6. Sensors Fusions for Semantic Scene Understanding
With the recent advancements in Deep Learning, numerous Visual-SLAM have also gained treatment success in using the learned models for semantic understanding using data fusion. Models such as Frustrum PointNets
[49][100] utilise both RGB camera and LiDAR sensors to improve the accuracy of understanding the semantics of the scene.
Figure 46 illustrates how Frustrum PointNet utilises information from both sensors for data fusion, where a PointNet is first applied for object instance segmentation and amodal bounding box regression. Sensor fusion provides a more rich feature representation for performing data association. For example, VINet is a sensor fusion network
[50][101] that can use the estimated pose from DeepVO
[51][102] along with the inertial sensor readings with an LSTM. During the model training procedure, the prediction and the fusion network are trained jointly to allow the gradient to pass through the entire network. Therefore, both networks can compensate each other, and the fusion system has high performance compared to traditional sensor fusion methods. The same methodology can also be used as a fusion system
[52][103] which is capable of fusing the 6-DOF pose data from the cameras and the magnetic sensors
[53][104].
Figure 46. Multi-modal model
Frustrum PointNets [49][100] which uses CNN model to projects detected objects from
RGB images into 3D space, thus improving the accuracy on semantic understanding.

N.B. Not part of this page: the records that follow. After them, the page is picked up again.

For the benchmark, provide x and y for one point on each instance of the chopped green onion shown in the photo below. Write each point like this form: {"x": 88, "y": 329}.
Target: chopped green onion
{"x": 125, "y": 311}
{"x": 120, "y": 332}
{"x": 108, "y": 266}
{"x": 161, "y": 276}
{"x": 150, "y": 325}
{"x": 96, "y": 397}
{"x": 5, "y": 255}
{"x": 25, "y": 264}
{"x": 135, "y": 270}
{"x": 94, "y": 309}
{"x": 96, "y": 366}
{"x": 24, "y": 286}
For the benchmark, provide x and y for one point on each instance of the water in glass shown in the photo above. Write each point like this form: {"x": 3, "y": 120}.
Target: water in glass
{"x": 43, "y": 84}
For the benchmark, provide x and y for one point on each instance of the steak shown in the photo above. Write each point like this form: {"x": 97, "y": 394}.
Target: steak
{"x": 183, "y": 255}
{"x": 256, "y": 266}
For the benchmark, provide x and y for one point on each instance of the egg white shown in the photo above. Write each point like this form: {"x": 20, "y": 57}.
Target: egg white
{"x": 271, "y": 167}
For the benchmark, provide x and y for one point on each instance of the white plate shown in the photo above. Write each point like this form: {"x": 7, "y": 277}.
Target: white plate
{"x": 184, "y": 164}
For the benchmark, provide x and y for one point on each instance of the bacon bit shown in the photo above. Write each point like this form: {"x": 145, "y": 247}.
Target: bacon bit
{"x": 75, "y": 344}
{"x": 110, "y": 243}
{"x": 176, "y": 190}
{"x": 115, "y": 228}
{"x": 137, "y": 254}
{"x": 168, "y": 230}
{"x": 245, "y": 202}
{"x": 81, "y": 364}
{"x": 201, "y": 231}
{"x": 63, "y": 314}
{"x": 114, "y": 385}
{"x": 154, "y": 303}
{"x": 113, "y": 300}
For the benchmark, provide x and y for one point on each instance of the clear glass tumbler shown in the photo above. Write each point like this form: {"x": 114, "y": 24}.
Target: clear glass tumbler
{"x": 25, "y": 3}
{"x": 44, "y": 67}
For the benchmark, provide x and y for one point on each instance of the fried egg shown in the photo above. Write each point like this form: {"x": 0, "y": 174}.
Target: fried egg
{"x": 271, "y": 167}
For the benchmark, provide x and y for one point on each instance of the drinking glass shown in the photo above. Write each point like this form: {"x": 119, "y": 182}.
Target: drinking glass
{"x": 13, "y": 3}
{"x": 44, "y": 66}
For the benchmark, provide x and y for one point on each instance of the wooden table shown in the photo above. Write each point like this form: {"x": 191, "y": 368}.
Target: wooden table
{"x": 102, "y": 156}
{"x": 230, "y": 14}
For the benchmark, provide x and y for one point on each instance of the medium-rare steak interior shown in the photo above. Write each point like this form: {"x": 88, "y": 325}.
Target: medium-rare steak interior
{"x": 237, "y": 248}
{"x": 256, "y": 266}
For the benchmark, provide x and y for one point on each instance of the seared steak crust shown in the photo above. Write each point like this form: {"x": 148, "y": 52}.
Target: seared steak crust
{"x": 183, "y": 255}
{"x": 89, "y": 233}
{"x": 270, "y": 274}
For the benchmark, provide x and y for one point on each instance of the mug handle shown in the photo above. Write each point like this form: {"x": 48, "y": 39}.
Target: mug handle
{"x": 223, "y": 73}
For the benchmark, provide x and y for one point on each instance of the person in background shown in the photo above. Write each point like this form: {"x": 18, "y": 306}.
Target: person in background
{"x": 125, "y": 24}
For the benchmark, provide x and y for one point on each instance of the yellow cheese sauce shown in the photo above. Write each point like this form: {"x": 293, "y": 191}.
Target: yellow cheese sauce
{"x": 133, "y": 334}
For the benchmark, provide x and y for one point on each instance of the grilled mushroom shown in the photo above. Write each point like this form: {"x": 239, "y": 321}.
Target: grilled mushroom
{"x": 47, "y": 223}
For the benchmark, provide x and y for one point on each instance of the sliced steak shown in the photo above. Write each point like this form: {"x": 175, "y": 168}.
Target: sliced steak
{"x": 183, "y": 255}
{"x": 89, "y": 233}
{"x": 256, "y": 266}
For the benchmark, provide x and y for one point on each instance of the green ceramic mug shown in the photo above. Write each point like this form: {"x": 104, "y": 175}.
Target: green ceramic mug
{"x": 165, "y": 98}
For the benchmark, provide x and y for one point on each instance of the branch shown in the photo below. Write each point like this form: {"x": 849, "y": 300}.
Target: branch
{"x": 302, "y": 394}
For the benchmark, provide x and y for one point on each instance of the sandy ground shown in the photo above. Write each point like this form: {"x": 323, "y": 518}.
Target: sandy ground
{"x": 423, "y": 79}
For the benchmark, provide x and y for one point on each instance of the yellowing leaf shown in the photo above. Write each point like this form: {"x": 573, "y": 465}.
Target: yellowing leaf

The information obtained from a camera can also be fused with GPS, INS, and wheel odometry readings as an ego-motion estimation system
[54][105]. The model essentially uses deep learning to capture the temporal motion dynamics. The motion from the camera is utilised in a mixture density network to construct an optical flow vector for better estimation. Direct methods for visual odometry (VO) can often exploit information from the intensity level gathered from the input images. However, these methods cannot guarantee optimality compared to feature-based methods. Semi-direct VO (SVO2)
[55][106] is a hybrid method that uses direct methods to track pixels while relying on feature-based methods for joint optimisation of structure and motions. The hybrid methods take advantage of both approaches to improve the robustness of VO. Similar approaches such as VINS-Fusion
[56][107] are capable of using IMU fused with monocular visual input for estimating odometry with high reliability. Deep neural networks can further learn the rigid-body motion in a CNN architecture
[57][108] using raw point cloud data as input for predicting the SE3 rigid transformation of the robot.